Himeno (Fortran)
Learn how to use Codee to optimize Himeno, a fluid analysis simulation code, by parallelizing computations on CPU with OpenMP.
This guide was made using an Azure HBv4 machine and the AMD compilers. These steps have also been tested with GNU and Intel compilers, so you can follow allong by replacing the corresponding compilation flags.
Optimal performance is typically achieved using 48, 96, or 144 threads. To take a deeper look into de architecture of the machine used please visit the official Microsoft webpage, HBv4-series virtual machine overview
Prerequisites
Ensure you have:
- Access to an Azure machine and Codee installed on it.
- AMD flang compiler.
- The codee-demos repository on your machine.

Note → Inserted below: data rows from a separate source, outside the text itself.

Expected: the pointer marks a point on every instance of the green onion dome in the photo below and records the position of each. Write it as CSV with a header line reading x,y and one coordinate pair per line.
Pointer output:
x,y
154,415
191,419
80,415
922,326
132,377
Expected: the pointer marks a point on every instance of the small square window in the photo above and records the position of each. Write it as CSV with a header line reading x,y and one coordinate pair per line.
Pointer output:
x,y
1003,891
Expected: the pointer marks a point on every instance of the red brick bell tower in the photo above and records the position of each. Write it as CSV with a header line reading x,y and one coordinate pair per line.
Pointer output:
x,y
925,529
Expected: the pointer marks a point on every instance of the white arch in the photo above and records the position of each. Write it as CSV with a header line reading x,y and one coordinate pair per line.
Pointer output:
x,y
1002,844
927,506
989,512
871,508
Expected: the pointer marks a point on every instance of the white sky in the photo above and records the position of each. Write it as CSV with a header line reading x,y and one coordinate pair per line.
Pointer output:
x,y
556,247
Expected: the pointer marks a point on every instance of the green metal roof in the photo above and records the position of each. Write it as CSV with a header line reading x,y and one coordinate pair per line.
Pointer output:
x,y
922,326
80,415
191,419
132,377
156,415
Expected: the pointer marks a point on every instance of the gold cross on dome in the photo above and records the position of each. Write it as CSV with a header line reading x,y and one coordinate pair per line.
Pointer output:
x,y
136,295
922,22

To clone the necessary repository just execute the following on your terminal:
git clone https://github.com/codee-com/codee-demos.git
Getting started
First, navigate to the source code for Himeno:
cd codee-demos/Fortran/Himeno
Walkthrough
1. Explore the source code
For the optimization we will focus on this triple-nested do loop within himeno.f90
  do loop=1,nn
     gosa= 0.0
     do k=2,kmax-1
        do j=2,jmax-1
           do i=2,imax-1
              s0=a(I,J,K,1)*p(I+1,J,K) &
                   +a(I,J,K,2)*p(I,J+1,K) &
                   +a(I,J,K,3)*p(I,J,K+1) &
                   +b(I,J,K,1)*(p(I+1,J+1,K)-p(I+1,J-1,K) &
                               -p(I-1,J+1,K)+p(I-1,J-1,K)) &
                   +b(I,J,K,2)*(p(I,J+1,K+1)-p(I,J-1,K+1) &
                               -p(I,J+1,K-1)+p(I,J-1,K-1)) &
                   +b(I,J,K,3)*(p(I+1,J,K+1)-p(I-1,J,K+1) &
                               -p(I+1,J,K-1)+p(I-1,J,K-1)) &
                   +c(I,J,K,1)*p(I-1,J,K) &
                   +c(I,J,K,2)*p(I,J-1,K) &
                   +c(I,J,K,3)*p(I,J,K-1)+wrk1(I,J,K)

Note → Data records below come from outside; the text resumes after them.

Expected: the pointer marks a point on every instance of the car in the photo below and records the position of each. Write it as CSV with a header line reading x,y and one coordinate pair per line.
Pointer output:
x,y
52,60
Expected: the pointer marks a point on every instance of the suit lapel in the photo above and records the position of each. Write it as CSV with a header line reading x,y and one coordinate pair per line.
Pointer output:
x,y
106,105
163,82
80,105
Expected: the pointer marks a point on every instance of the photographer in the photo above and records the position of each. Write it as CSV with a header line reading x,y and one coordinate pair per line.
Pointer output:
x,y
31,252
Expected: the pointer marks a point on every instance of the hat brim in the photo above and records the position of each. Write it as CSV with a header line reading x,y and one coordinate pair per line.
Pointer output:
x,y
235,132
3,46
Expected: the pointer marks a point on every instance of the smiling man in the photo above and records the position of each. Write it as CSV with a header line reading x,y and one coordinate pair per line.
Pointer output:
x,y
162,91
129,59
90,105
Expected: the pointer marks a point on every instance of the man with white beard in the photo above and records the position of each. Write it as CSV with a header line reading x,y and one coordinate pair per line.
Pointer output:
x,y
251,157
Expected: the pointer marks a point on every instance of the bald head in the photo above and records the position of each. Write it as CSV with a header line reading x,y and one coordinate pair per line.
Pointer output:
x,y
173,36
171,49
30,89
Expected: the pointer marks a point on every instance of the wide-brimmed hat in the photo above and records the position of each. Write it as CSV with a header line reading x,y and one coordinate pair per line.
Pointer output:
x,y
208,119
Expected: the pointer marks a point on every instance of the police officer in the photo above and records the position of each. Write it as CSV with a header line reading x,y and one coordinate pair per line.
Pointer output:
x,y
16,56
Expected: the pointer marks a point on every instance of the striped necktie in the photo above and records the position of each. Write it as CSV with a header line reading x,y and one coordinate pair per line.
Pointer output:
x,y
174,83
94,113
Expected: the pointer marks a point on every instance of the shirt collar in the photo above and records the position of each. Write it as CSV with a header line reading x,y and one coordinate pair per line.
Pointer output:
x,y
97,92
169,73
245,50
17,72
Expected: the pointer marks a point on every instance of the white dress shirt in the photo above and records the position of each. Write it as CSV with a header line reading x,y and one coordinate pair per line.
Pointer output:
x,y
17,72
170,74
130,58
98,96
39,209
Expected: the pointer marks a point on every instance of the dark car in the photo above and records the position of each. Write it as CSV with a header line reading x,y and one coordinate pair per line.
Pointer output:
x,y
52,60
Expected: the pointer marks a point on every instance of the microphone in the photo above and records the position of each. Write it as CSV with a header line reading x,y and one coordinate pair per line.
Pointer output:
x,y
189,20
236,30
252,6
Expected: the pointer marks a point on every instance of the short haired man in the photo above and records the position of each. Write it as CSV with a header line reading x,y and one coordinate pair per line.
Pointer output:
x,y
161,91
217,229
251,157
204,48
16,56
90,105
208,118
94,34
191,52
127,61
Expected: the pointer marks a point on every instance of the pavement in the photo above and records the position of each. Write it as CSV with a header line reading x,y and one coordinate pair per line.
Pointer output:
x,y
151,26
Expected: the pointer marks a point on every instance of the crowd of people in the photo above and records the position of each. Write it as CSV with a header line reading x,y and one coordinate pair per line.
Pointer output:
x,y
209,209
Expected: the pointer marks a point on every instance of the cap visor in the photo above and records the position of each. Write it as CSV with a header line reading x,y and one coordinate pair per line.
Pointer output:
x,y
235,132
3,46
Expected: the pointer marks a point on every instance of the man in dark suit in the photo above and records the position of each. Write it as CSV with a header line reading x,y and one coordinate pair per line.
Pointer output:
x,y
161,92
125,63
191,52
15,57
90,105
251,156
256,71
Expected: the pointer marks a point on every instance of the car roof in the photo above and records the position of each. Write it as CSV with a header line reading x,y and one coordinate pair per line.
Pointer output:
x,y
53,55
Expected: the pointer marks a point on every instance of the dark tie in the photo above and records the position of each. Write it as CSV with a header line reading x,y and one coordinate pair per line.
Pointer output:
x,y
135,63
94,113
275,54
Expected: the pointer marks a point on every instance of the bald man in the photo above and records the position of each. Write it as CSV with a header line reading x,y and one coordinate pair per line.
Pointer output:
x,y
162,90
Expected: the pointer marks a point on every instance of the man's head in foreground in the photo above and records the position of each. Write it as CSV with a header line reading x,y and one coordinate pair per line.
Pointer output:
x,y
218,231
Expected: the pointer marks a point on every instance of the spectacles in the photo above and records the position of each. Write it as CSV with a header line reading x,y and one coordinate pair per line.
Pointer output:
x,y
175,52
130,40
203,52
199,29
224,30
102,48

              ss=(s0*a(I,J,K,4)-p(I,J,K))*bnd(I,J,K)
              GOSA=GOSA+SS*SS
              wrk2(I,J,K)=p(I,J,K)+OMEGA *SS
           enddo
        enddo
     enddo
2. Run the checks report
It is recommended to run the screening report first to obtain a ranking of the checkers, which can help you decide which one to implement first.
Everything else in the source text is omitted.